The objective of this research is to develop a general-purpose text analytics platform, i.e., Text-Mall, which would enable real-world users to easily explore the power of Text-Mining in a simple and interactive fashion without worrying about the underlying details of Natural Language Processing.
Overview of Project TextMall
Despite great progress in the field of natural language processing (NLP), computers are still far from being able to accurately understand unrestricted natural language. Indeed, how to develop a completely automated text analytics system that can support many different Text-Mining applications is a very hard problem; as such, Text-Mining technology is not still directly usable by real world users like doctors, teachers, executives etc. Thus, it is essential to involve humans (real users) in the loop in an interactive fashion and facilitate explorative Text-Mining to enable end-users to apply this technology effectively in the real world.
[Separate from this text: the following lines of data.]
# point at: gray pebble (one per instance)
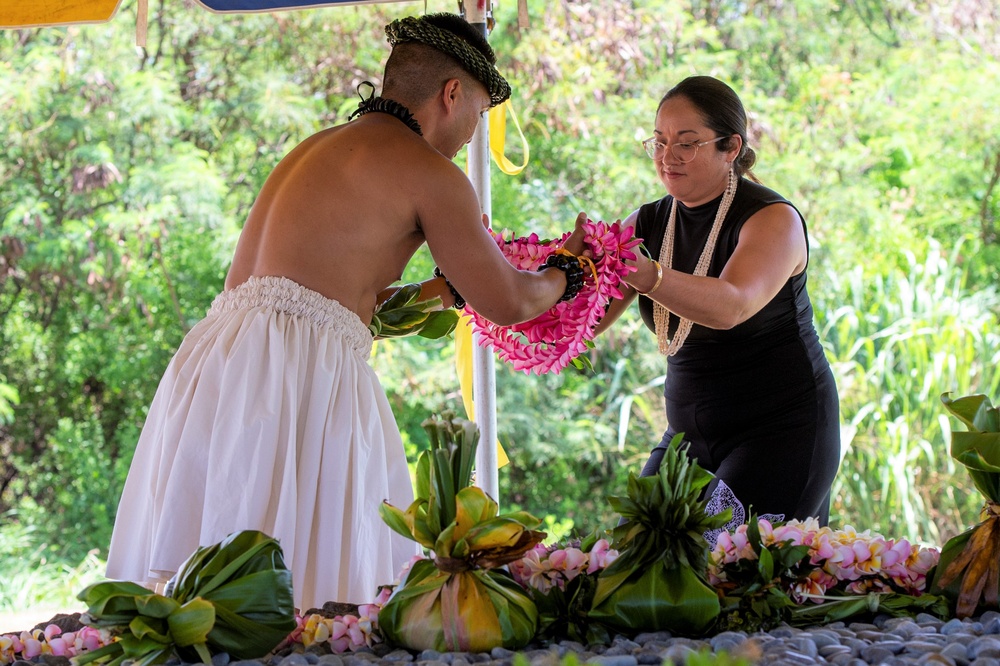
(294, 659)
(937, 659)
(398, 656)
(956, 651)
(676, 654)
(875, 654)
(331, 660)
(617, 660)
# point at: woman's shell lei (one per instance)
(550, 341)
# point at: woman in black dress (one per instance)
(725, 293)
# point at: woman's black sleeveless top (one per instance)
(747, 351)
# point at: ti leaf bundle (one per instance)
(233, 597)
(458, 600)
(658, 581)
(404, 314)
(968, 572)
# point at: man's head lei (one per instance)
(413, 29)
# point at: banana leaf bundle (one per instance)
(233, 597)
(404, 314)
(458, 600)
(658, 581)
(968, 573)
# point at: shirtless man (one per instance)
(269, 417)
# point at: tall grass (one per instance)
(897, 340)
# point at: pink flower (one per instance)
(812, 586)
(32, 646)
(601, 555)
(551, 341)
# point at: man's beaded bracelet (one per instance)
(459, 301)
(570, 265)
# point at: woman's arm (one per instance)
(771, 249)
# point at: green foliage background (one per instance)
(128, 172)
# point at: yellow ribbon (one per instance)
(498, 138)
(978, 565)
(463, 364)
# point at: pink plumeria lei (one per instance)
(544, 567)
(346, 633)
(51, 640)
(844, 560)
(550, 341)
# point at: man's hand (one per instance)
(574, 243)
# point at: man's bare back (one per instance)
(338, 215)
(344, 212)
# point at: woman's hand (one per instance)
(574, 243)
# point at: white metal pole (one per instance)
(484, 386)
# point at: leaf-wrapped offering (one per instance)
(458, 600)
(658, 581)
(968, 572)
(233, 597)
(404, 314)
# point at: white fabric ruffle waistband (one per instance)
(281, 294)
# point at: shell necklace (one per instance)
(661, 315)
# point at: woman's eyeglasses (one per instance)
(682, 152)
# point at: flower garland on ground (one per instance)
(552, 340)
(545, 567)
(813, 575)
(50, 641)
(802, 573)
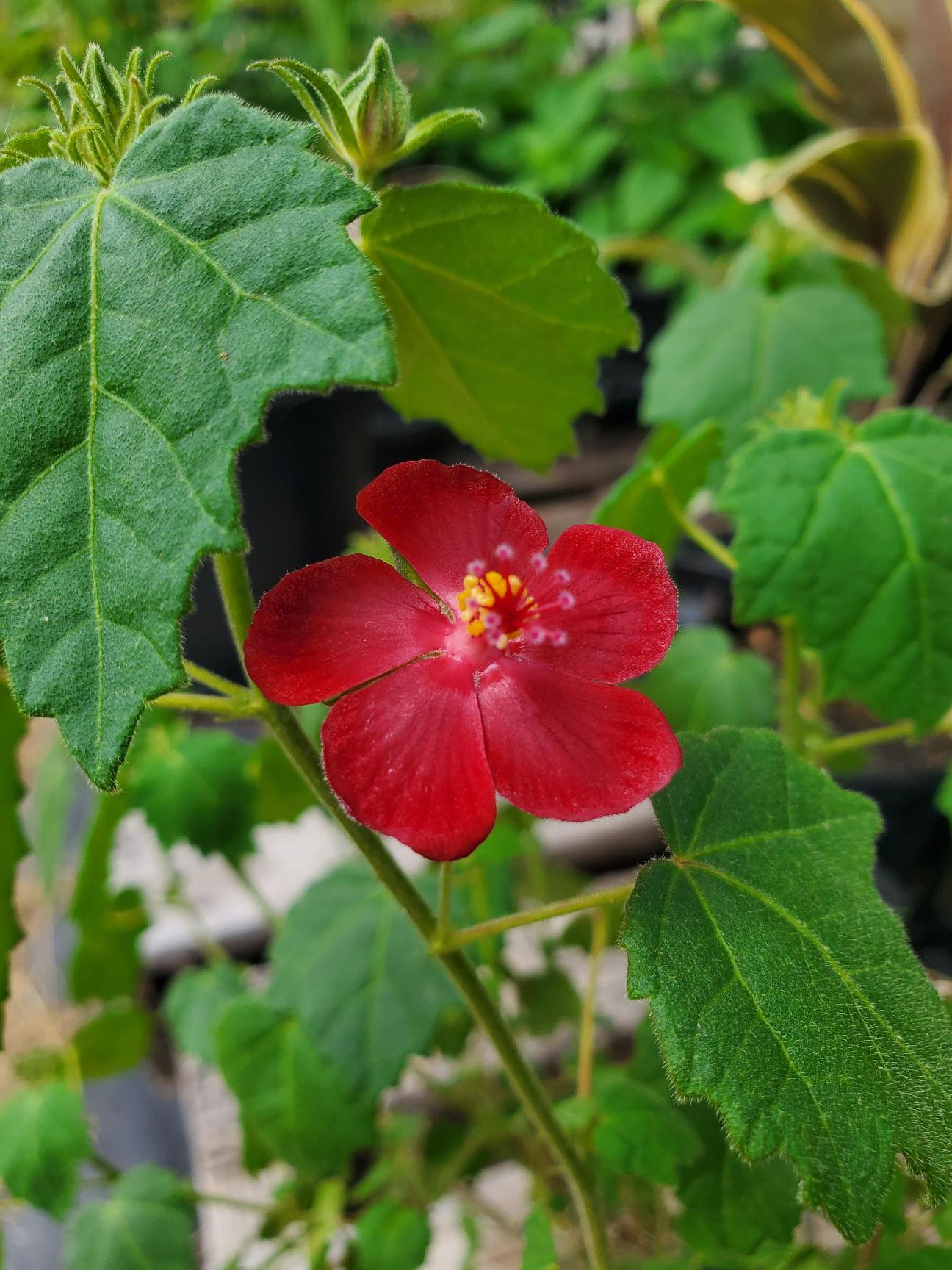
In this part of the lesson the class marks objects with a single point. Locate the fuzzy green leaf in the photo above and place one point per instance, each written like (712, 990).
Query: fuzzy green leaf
(538, 1250)
(500, 312)
(143, 328)
(704, 682)
(294, 1102)
(812, 506)
(13, 844)
(638, 501)
(784, 989)
(195, 785)
(732, 354)
(104, 961)
(730, 1205)
(43, 1139)
(385, 994)
(392, 1237)
(145, 1224)
(640, 1132)
(195, 1003)
(113, 1041)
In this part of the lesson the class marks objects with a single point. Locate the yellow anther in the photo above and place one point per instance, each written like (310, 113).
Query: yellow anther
(497, 582)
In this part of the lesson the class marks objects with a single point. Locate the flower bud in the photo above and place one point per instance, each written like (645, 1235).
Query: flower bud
(378, 104)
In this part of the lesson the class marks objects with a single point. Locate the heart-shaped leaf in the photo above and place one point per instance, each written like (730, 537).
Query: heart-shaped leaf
(144, 326)
(784, 989)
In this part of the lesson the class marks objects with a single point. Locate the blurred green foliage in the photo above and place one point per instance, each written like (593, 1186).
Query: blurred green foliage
(625, 125)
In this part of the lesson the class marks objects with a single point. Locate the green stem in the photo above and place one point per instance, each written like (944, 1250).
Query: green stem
(270, 915)
(198, 675)
(239, 602)
(530, 916)
(198, 703)
(791, 668)
(695, 531)
(444, 917)
(587, 1025)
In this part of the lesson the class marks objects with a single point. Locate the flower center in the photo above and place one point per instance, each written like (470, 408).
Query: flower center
(495, 605)
(499, 606)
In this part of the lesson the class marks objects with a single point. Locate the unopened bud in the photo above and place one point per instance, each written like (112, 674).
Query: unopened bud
(378, 104)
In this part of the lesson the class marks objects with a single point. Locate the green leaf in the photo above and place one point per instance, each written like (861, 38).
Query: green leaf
(104, 961)
(784, 989)
(547, 1000)
(195, 785)
(357, 973)
(195, 1001)
(13, 844)
(143, 328)
(113, 1041)
(48, 818)
(294, 1102)
(145, 1224)
(43, 1139)
(640, 1132)
(538, 1249)
(729, 1205)
(730, 354)
(281, 792)
(669, 464)
(704, 682)
(500, 314)
(392, 1237)
(809, 506)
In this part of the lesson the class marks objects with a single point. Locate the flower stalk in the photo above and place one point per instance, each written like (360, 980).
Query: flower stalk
(237, 595)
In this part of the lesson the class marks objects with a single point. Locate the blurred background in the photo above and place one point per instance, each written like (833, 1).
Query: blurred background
(625, 118)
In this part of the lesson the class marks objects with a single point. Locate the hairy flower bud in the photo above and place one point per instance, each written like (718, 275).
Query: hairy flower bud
(378, 104)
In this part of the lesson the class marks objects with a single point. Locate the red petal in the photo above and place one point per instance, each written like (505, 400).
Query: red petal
(338, 624)
(571, 750)
(625, 610)
(406, 757)
(442, 518)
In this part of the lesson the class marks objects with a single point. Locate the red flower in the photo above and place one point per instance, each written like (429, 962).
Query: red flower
(514, 692)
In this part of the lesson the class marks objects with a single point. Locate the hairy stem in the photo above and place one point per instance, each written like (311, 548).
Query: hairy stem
(444, 919)
(587, 1025)
(201, 703)
(239, 602)
(695, 531)
(198, 675)
(791, 668)
(530, 916)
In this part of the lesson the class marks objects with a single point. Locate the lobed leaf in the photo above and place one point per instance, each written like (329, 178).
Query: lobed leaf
(784, 989)
(640, 1132)
(392, 1237)
(350, 964)
(43, 1139)
(294, 1102)
(729, 1205)
(704, 682)
(144, 1224)
(500, 314)
(195, 785)
(730, 354)
(195, 1001)
(143, 328)
(849, 532)
(104, 961)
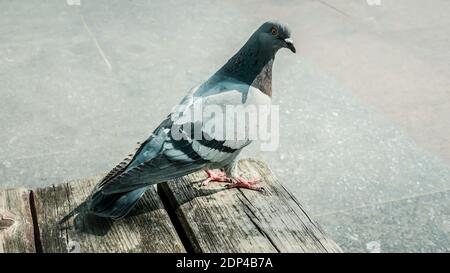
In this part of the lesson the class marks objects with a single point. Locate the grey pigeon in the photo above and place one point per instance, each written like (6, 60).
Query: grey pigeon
(244, 80)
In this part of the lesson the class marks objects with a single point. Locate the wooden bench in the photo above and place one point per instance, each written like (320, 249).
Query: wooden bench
(177, 216)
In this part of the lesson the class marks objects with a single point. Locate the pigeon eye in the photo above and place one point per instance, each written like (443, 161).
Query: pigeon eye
(274, 31)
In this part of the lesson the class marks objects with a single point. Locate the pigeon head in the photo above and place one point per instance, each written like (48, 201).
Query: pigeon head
(275, 35)
(252, 64)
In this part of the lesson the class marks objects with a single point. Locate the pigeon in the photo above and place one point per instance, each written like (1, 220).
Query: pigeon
(183, 144)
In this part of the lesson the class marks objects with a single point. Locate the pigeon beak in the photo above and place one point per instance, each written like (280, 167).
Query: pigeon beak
(290, 44)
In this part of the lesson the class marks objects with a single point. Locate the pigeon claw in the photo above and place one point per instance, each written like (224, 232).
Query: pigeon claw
(215, 177)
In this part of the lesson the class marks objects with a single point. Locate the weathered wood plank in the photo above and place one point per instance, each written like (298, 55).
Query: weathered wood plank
(235, 220)
(147, 229)
(16, 223)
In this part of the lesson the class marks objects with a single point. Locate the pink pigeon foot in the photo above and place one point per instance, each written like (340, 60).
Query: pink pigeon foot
(251, 184)
(215, 177)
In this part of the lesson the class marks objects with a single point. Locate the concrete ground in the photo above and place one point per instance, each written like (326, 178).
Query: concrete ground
(365, 104)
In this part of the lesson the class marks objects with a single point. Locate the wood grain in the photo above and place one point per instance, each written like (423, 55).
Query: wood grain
(16, 224)
(239, 220)
(148, 228)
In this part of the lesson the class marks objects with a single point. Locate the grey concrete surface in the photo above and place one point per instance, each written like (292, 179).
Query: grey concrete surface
(364, 104)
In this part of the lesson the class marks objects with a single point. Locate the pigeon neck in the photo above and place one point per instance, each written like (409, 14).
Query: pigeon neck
(252, 64)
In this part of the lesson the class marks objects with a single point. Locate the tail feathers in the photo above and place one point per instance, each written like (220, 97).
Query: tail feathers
(116, 205)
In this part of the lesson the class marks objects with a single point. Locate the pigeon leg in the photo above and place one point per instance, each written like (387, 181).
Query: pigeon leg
(215, 177)
(251, 184)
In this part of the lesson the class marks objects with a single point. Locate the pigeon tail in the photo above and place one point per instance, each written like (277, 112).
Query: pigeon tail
(116, 205)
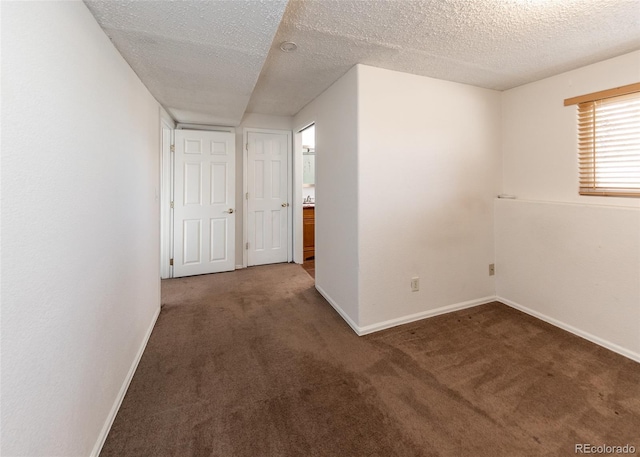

The objective of this research is to develop such a general purpose text analytics platform which would enable real-world users to easily explore the power of Text-Mining in a simple and interactive fashion without worrying about the underlying details of NLP. The PI aims to address this challenge by developing a new general-purpose text analytics platform, i.e., Text-Mall (aka. Text Mining for all), which will provide simple intuitive operators for interactive text-mining tasks which can be easily explained and taught to the general public.
Here is an example use-case of TextMall agent:
This is the high level architecture of TextMall agent:
Impact of Project TextMall
Text-Mining is essential for optimizing all kinds of decisions related to people, ranging from making effective and acceptable public policies by governments, to deciding critical medical treatment for patients by doctors, to providing personalized tutoring materials to students by teachers, and/or to effective advertising of products to people on the Internet by companies. Text-Mall, once realized, will enable real world users to conduct such analysis and thus, facilitate more informed decision making process for them. Text-Mall operators will also be combined flexibly to support a wide range of analysis tasks that may require different workflows, thus enabling an application developer to program a text mining application by using Text-Mall as a programming language for text analysis.